What You Should Know About Intrinsic Cast Correction Techniques
Using the medial skive technique allows you to incorporate a varus wedge affect into the medial aspect of the orthotic’s heel cup. The increments of control with the medial skive range from 2 mm to 6 mm. An increase in the increments of the skive causes the heel cup tend to narrow. Therefore, when you’re treating an adult athlete, using a 6 mm skive is rarely recommended. The medial skive technique is recommended for the runner with a hyperpronated foot type.
If the runner presents with a calcaneal stance position of 2 to 4 degrees of eversion, I recommend using a 2 mm skive. If the runner presents with a calcaneal stance position of 4 to 6 degrees of eversion, use a 4 mm skive. If the calcaneal stance position is higher than 6 degrees everted, you should use an inverted and skive technique in combination.

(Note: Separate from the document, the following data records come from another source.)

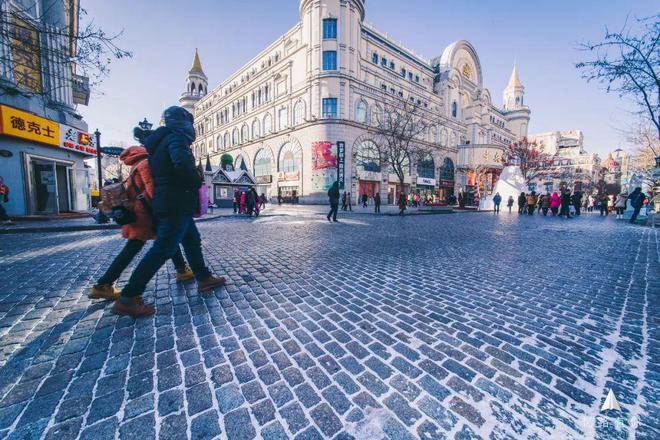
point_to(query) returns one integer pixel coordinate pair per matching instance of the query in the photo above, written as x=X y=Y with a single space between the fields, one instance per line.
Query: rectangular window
x=330 y=108
x=329 y=60
x=329 y=28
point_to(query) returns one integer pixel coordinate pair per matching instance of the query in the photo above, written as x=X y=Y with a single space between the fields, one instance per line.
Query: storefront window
x=447 y=170
x=290 y=158
x=426 y=168
x=262 y=163
x=368 y=157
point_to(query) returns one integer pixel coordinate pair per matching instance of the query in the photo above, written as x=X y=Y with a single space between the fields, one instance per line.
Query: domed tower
x=196 y=85
x=514 y=92
x=515 y=111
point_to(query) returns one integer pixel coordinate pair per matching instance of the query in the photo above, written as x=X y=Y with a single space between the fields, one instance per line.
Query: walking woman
x=402 y=203
x=509 y=203
x=522 y=200
x=620 y=204
x=496 y=201
x=138 y=232
x=545 y=203
x=555 y=202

Conversely, when you employ the lateral skive intrinsic cast correction technique, you’re able to incorporate a valgus wedge effect into the lateral aspect of the orthotic’s heel cup. The same increments are used for the lateral as the medial skive technique. The indications for using the lateral skive are for athletes with lateral ankle instability and peroneal tendonitis, as well as any pathology which increases lateral column loading.
Inversion is another intrinsic correction technique which incorporates a varus wedge along the medial column of the foot. The number of degrees recommended with the inversion technique varies. Reviewing the literature, it was initially recommended to invert the cast from 10 to 45 degrees, depending on the runner’s severity of calcaneal eversion.